Not every name, but pretty close. Give him Josh Barnett.


----------



## bigaza (Feb 10, 2007)

Shamrock-Ortiz said:


> Fedor Emelianenko will have his next fight on April 11th according to the man himself... The fight against either Pedro Rizzo or Jeff Monson.
> 
> Thoughts?
> Who would you rather it be against out of the two?
> ...


id definetly prefer monson, when i heard the other guy i was like pedro who?....

the last time i saw him fight was against tank abbott how can fedor keep fighting these mma novices and old timers then call himself the best in the world i mean cmon now!


----------



## TheJame (Sep 3, 2006)

I'm happy as shit with either one of them fighting Fedor.
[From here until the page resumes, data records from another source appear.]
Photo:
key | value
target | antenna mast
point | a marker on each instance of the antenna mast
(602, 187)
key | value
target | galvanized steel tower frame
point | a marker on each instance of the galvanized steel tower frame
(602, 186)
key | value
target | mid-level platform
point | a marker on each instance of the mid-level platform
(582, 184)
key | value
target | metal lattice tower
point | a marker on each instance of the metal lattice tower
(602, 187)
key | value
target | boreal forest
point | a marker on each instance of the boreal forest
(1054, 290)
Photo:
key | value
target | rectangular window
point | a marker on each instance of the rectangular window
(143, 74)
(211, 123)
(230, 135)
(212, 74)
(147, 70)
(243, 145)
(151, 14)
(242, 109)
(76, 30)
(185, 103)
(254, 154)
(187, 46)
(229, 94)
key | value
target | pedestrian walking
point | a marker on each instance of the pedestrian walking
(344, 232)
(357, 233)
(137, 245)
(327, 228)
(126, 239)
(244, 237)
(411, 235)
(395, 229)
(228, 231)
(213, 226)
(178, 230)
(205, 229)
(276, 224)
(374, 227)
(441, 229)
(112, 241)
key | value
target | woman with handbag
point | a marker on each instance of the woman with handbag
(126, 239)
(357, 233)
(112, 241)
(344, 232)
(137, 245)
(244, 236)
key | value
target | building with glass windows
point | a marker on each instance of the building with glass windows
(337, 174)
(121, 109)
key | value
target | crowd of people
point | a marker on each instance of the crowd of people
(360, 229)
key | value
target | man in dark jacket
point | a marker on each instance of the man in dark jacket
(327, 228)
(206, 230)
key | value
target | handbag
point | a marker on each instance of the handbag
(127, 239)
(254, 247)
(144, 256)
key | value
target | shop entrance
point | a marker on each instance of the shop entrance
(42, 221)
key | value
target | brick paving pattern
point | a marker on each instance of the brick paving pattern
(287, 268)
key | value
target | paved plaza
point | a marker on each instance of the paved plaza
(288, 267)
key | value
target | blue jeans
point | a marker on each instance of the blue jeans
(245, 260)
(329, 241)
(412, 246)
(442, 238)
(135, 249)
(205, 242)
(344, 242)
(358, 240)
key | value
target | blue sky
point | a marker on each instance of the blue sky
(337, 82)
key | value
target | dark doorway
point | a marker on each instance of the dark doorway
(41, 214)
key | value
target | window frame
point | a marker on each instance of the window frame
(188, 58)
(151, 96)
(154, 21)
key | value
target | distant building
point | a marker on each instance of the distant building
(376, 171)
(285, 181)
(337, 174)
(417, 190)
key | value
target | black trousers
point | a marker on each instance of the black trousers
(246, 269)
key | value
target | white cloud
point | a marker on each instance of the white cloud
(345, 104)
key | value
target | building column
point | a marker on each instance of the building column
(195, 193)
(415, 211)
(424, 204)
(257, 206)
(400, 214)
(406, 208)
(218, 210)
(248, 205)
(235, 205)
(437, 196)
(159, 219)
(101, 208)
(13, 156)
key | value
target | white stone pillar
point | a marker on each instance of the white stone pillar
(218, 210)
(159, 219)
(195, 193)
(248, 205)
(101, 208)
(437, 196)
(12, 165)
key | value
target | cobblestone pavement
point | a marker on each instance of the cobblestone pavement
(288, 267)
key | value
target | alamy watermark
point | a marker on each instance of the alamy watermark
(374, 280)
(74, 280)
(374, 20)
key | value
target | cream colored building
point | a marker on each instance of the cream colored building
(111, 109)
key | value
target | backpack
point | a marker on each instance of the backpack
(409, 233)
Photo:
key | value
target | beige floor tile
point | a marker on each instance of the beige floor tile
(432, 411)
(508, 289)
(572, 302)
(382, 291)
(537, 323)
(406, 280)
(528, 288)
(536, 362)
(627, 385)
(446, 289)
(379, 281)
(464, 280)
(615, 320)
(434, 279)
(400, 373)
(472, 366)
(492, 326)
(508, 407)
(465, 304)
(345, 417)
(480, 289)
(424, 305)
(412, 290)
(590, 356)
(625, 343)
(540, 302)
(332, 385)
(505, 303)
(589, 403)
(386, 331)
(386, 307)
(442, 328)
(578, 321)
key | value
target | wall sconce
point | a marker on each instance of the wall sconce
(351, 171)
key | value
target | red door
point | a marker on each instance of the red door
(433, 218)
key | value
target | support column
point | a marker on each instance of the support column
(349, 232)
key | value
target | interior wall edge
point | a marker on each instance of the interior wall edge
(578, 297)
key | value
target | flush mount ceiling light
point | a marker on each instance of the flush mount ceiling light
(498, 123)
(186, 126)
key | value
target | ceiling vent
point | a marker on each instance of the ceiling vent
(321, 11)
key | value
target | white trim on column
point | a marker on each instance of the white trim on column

Not only will they be decent fights for him, but after that it's BOUND to be either Josh Barnett, or Randy Couture. 

If not, THEN I'll have a reason to be pissed.


----------



## kds13 (Nov 27, 2006)

bigaza said:


> id definetly prefer monson, when i heard the other guy i was like pedro who?....
> 
> the last time i saw him fight was against tank abbott how can fedor keep fighting these mma novices and old timers then call himself the best in the world i mean cmon now!


Pedro might not have the big name he once had, but he did just beat Monson...Something to think about.


----------



## tasshal (Oct 1, 2006)

Well, i think that if monson really shows up(I don't think he did with rizzo) he is going to give fedor trouble. Of course he will lose one way or another, but he is definitely a different class than choi. I wonder if fedor will come up with a special rule like he did wih the no knees rule against choi... maybe forbid grappling? anyway, it will be a great fight to set up the fedor vs barnett or couture fight. Oh, I think that if fedor fights rizzo, it will be another 1st round win for fedor.


----------



## Negative1 (Feb 4, 2007)

If I was Jeff Monson fighting Fedor, I would plan my attack around Fedor coming full tilt towards me and work for the takedown. 

Both these dudes have raw power and their wrestling is off the charts. I'm not sure whom I would give the BJJ advantage to.

Monson Vs Emelianenko would be freakin awesome come to think of it.


----------



## bubbleboy66 (May 10, 2007)

I'm excited to see Fedor fight. This will be under the M-1 banner I presume. When are they going establish a championship and give Fedor a belt?


----------



## swpthleg (Dec 31, 2006)

if I have digital cable will I be able to get it?


----------